The current 10-year spreads between Ontario and Quebec are around 70 basis points. Provincial spreads against federal bonds are narrower now than they were from 2010 to 2017 and at the levels of the relatively stable 1990s. I would not fret too much over the reasons why this is so. Perhaps it is because federal debt is rising at a high rate, or it could be because market participants are searching for higher yields and buying provincial bonds.
Small spread changes matter less over longer time periods, and an instantaneous 10-basis-point move only changes a bond price on a 10-year bond by about 0.7 per cent, which is hardly worth worrying about. Also, changes in a province’s net-debt-to-GDP ratio seemed to have a barely perceptible effect on spreads, based on history. Provincial bonds have a consistent and stable yield advantage over Canada’s.

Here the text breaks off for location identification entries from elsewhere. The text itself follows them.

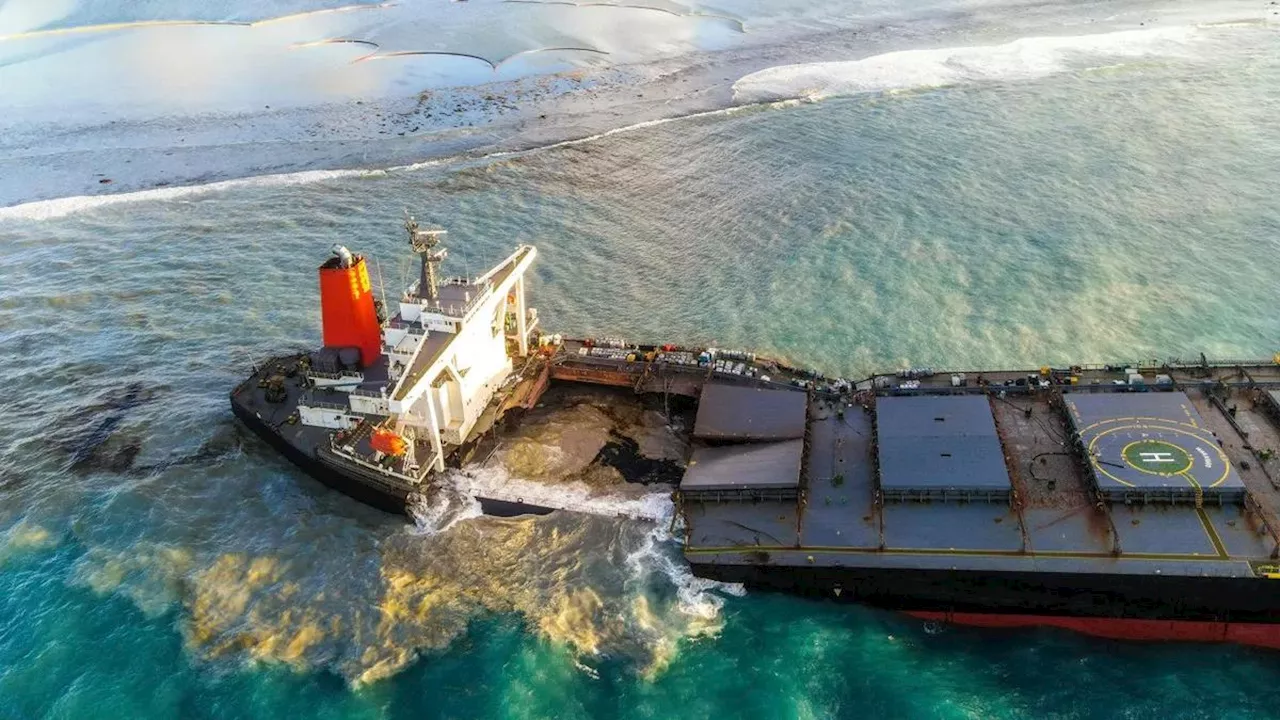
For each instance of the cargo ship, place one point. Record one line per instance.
(1130, 500)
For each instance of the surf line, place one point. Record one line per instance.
(133, 24)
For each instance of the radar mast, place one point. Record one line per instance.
(425, 244)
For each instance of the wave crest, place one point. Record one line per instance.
(1028, 58)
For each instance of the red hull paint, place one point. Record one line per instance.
(1262, 634)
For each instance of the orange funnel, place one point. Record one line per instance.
(347, 308)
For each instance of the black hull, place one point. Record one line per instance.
(1110, 596)
(508, 509)
(348, 484)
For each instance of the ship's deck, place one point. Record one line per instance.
(1057, 520)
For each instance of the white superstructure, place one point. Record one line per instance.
(444, 354)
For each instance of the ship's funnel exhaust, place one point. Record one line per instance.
(347, 305)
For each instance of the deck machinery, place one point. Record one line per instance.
(1128, 501)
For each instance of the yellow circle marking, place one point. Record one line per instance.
(1097, 465)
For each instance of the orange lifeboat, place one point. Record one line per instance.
(388, 442)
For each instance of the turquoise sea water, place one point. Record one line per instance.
(1097, 215)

Institutional bond managers may have to agonize about provincial spreads since they are under pressure to outperform their competitors by seemingly incremental amounts. Individual investors can just wait and collect larger coupon payments.

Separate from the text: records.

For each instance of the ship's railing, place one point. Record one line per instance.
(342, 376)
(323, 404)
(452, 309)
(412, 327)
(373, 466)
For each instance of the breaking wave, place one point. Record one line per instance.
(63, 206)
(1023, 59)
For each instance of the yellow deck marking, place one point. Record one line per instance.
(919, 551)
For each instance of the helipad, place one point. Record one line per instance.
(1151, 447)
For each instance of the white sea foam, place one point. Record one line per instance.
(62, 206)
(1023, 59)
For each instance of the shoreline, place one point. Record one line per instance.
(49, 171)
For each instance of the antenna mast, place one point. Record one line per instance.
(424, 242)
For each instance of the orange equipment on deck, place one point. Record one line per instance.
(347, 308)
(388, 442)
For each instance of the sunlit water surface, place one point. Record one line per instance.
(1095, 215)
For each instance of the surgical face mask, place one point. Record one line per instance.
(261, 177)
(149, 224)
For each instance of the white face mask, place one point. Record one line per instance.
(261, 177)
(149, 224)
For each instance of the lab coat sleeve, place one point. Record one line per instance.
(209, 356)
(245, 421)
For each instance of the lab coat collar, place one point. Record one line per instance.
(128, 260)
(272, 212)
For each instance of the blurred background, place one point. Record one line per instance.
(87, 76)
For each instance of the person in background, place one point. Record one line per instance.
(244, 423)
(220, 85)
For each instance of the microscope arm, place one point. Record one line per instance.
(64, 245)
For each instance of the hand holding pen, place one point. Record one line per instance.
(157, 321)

Investors can purchase individual provincial bonds. Unlike buying corporate issues individually, credit risk is less of a concern as one is not buying a company that could get into difficulty.
Investors can also increase their exposure by using ETFs. BMO provides ETFs that attempt to replicate the short, mid and long provincial indexes, such as the BMO Long Provincial Bond Index ETF (ZPL-T), BMO Mid Provincial Bond Index ETF (ZMP-T) and BMO Short Provincial Bond Index ETF (ZPS-T).
The iShares Core Canadian Government Bond Index ETF (XGB-T) has 35 per cent Government of Canada issues, and 12 per cent Canada Housing Trust, which holds federally-backed mortgage bonds. The other eight names in the 10 biggest holdings are provincials, which along with Quebec Hydro make up about 44 per cent. The remaining 9 per cent is a variety of government-type issuers. The portfolio has over 430 issues and does not break up individual issuer weights after the first 10.
There are other ETFs providing exposure to provincial issues that investors should entertain. The yield advantage provided by provincials may not seem significant, but they can add up over time by surprising dollar amounts.